Market participants have welcomed new rules proposed by the Commodity Futures Trading Commission (CFTC), the US derivatives regulator, for exchange trading of over-the-counter (OTC) derivatives.
Following an open meeting on 16 December, the CFTC has laid out the core principles and other requirements for swap execution facilities (SEFs), a new type of trading venue specifically designed for executing derivatives transactions currently executed bilaterally.
The CFTC and the Securities and Exchange Commission, the US's securities watchdog, are currently in the process of developing rules for exchange trading, clearing and data collection of OTC derivatives under the powers handed to them by the Dodd-Frank Act, signed into law in July.
At the meeting, the CFTC gave the go-ahead for liquid OTC contracts to be traded on electronic platforms with an order book functionality similar to exchanges.
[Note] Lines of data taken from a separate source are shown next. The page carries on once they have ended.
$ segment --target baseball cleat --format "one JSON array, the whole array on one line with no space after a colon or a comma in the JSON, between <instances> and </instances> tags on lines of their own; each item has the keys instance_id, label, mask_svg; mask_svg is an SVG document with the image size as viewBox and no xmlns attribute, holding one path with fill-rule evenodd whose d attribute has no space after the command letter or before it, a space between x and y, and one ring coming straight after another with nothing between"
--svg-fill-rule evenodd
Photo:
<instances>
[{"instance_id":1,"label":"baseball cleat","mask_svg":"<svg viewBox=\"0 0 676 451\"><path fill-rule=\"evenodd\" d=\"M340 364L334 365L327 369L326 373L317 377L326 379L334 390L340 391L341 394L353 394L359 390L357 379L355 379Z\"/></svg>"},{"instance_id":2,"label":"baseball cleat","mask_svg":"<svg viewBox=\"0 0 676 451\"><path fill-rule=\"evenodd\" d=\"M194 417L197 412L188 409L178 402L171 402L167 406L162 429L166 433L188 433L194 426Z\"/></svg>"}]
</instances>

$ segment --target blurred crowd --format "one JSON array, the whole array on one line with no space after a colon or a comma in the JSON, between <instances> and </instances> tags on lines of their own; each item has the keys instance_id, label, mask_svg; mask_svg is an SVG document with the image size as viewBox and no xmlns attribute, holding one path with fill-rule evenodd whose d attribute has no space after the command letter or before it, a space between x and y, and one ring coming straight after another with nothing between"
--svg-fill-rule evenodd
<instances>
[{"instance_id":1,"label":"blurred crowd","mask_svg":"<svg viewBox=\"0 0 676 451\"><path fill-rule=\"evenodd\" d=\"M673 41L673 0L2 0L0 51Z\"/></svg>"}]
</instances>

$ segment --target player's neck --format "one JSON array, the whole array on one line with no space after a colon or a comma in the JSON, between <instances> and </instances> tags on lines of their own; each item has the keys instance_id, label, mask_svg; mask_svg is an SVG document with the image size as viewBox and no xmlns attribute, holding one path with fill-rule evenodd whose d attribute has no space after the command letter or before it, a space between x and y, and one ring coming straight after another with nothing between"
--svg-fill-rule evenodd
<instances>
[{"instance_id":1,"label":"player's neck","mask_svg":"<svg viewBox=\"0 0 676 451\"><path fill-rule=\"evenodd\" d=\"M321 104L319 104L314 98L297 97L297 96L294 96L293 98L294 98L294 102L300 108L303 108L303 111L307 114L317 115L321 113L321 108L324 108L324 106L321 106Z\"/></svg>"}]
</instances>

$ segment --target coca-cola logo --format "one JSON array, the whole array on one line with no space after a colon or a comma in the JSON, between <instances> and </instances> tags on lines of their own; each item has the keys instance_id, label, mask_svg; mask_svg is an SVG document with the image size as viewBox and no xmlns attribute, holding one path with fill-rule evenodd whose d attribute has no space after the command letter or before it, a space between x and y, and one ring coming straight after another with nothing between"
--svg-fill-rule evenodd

It also approved use of the request-for-quote (RFQ) model on swap execution facilities.
“We applaud the CFTC for proposing these definitions for the trading of derivatives, and believe that they will increase transparency and create more efficient markets for end users,” commented Lee Olesky, CEO at Tradeweb, an OTC multi-asset class market operator. “Combined with the clearing mandate, this move to electronic trading will ultimately lead to reduced systemic risk in the derivatives market.” Tradeweb intends to register as a SEF.
However, the CFTC has not specified which types of derivatives should be traded on SEFs or on exchange-like venues, instead leaving this to be decided by market practice. In theory, RFQ and order book models could also be made to co-exist.
Some market participants have welcomed the revision of initial plans for a many-to-many RFQ approach on SEFs. Following the meeting, market participants that use the RFQ function on SEFs, which are likely to be used for the more bespoke OTC derivatives trades, will be required to obtain quotes from at least five market participants. The quotes received will also be commingled with quotes from resting orders in an order book, but it is unclear whether order book functionality for RFQ platforms will be mandated. “The protocol for SEF operation is not as transparent as initially indicated, in terms of participants being able to source quotes that would be visible to the whole market, which is positive,” a sell-side source said.
RFQ platforms such as Bloomberg's SwapTrader or Tradeweb generally restrict quotes to three dealers at the moment. For the time being, it appears that single-bank platforms will not be able to trade OTC derivatives that migrate to exchange-traded models under Dodd-Frank.
Market participants will also be able to stipulate whether a quote request is ”firm' or ”indicative', giving them the opportunity to minimise the risk of signalling their trading intentions to the market.